NOCCO Energy Drink
- Type: Energy drink
- Manufacturer: Vitamin Well Group AB
- Distributor: No Carbs Company AB
- Origin: Sweden, Stockholm, Sweden
- Introduced: December 2014; 11 years ago
- Ingredients: Caffeine, BCAA, Sucralose, B-group vitamins, and Carbonated water
- Website: nocco.com

= NOCCO =

Energy drink

NOCCO (an acronym for No Carbs Company) is a Swedish brand of caffeinated energy drink produced by Vitamin Well Group. It is marketed as a low-calorie, sugar-free functional beverage containing caffeine, branched-chain amino acids (BCAAs), and B vitamins. The drink contains approximately 55 mg of caffeine per 100 ml, which is considerably higher than many mainstream energy drinks.
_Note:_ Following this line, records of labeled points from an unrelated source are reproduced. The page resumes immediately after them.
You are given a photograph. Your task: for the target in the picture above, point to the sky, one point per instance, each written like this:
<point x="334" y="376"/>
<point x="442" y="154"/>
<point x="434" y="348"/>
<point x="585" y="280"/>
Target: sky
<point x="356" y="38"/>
As of January 2026, NOCCO is sold in 24 countries across three continents.

== Ingredients ==
NOCCO is a carbonated beverage. The exact composition and caffeine content varies by product, but may include:

- Carbonated water
- Caffeine (55 mg/100 mL)
- Branched-chain amino acids (BCAAs):
  - L-Leucine
  - L-Isoleucine
  - L-Valine
- Vitamin B_{3} (niacin)
- Vitamin B_{6} (pyridoxine hydrochloride)
- Vitamin B_{12}
- Biotin
- Sucralose
- Citric acid
- Folic acid
- Natural and artificial flavourings
- Green tea extract

BCAAs are included to support muscle protein synthesis and recovery. However, research suggests that the amount present in a single serving is likely insufficient to produce a measurable anabolic effect, and that consuming BCAAs alone may not effectively stimulate muscle protein synthesis.

== Safety ==
Like other energy drinks with high caffeine content, NOCCO should be consumed in moderation. It is not recommended for children, teenagers, or pregnant or breastfeeding women.

Excessive consumption may lead to caffeine-related side effects such as insomnia, nervousness, nausea, tachycardia, and palpitations, and may exceed the recommended daily caffeine limit of 400 mg for healthy adults set by health authorities.

As a sugar-free beverage, NOCCO contains artificial sweeteners such as sucralose, the long-term health effects of which continue to be studied.